James S.A. Corey – Babylon’s Ashes: The Expanse, Book 6

James S.A. Corey – Babylon’s Ashes: The Expanse, Book 6

Book 5 turned inward, focusing almost entirely on the four main characters as they went their separate ways for a while. This book expands the scope and the cast with both familiar faces and new ones, and ratchets up the intensity that began to build towards the end of the last one.

But after all that buildup and the multi-book story arc, the climactic battle scenes weren’t nearly as vivid as the battles on The Behemoth and Ilus were in previous volumes. They do quite a bit in advancing the plot and addressing the ever-changing dynamics between Earth, Mars, the Belt, and now the colony planets beyond the ring gates.
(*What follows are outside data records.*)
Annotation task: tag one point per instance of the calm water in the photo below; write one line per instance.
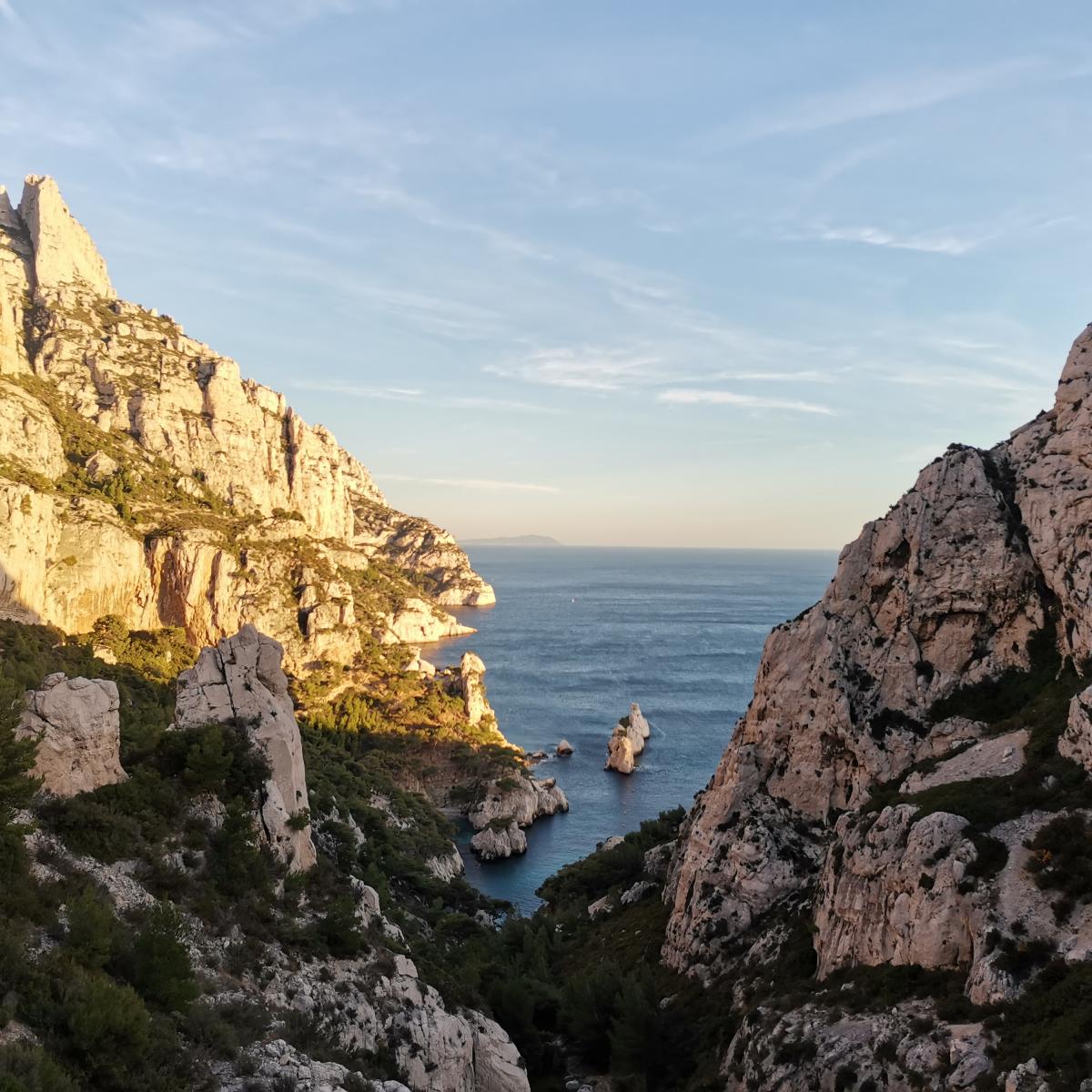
(578, 633)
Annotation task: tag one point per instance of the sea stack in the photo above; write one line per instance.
(627, 741)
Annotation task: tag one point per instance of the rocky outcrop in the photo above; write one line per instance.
(902, 1048)
(891, 893)
(627, 741)
(64, 254)
(966, 593)
(284, 1066)
(77, 727)
(469, 685)
(241, 681)
(447, 866)
(1076, 742)
(508, 805)
(436, 1049)
(996, 757)
(143, 476)
(500, 840)
(940, 593)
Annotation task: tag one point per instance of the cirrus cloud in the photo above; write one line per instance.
(693, 397)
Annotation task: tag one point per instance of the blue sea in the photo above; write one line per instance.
(578, 633)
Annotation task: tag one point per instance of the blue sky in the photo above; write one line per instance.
(622, 272)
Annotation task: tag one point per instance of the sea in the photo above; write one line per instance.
(578, 633)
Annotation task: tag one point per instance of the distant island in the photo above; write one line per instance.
(514, 541)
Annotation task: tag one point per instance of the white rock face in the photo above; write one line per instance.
(64, 252)
(503, 809)
(1076, 742)
(420, 622)
(80, 736)
(891, 893)
(995, 757)
(529, 800)
(470, 674)
(627, 741)
(448, 866)
(915, 1055)
(939, 593)
(241, 680)
(496, 844)
(82, 359)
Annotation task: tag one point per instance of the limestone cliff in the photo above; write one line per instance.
(910, 781)
(79, 733)
(241, 681)
(141, 475)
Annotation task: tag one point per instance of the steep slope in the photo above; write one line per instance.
(205, 917)
(141, 476)
(910, 784)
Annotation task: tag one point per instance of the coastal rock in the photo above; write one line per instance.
(500, 841)
(621, 753)
(995, 757)
(225, 490)
(241, 681)
(521, 798)
(79, 734)
(1076, 742)
(939, 593)
(627, 741)
(447, 866)
(893, 893)
(64, 252)
(470, 674)
(806, 1048)
(420, 622)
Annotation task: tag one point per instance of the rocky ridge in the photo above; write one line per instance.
(241, 681)
(142, 476)
(911, 773)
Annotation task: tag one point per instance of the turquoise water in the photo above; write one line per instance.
(578, 633)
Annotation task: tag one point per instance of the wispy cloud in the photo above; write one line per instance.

The several loose ends that were intentionally untied also leave plenty of possibilities open for the next chapters of the story.

This growing complexity with shifting alliances and geopolitical dynamics, a wide cast, and factions within factions, is where The Expanse’s frequent Game of Thrones comparisons start to make more sense. Fortunately, this series has far fewer main character deaths, so the reader feels less reluctant getting invested in certain characters and rooting for or against them.

There is more basis for the comparisons than one might think.; one of The Expanse’s two coauthors, who for some reason jointly write under a single pen name, worked as Game of Thrones author George R.R. Martin’s assistant for a while. Martin, besides being a fan, has apparently also provided some informal guidance and support for this series.

Wilfred Owen – The War Poems

Wilfred Owen – The War Poems

A short and sad poetry collection with a powerful anti-war message, written by a World War I soldier. Owen was killed in action just days before the armistice, making him one of the war’s very last casualties. He was 25. Had he made it just a little longer, he likely would have died a grandfather.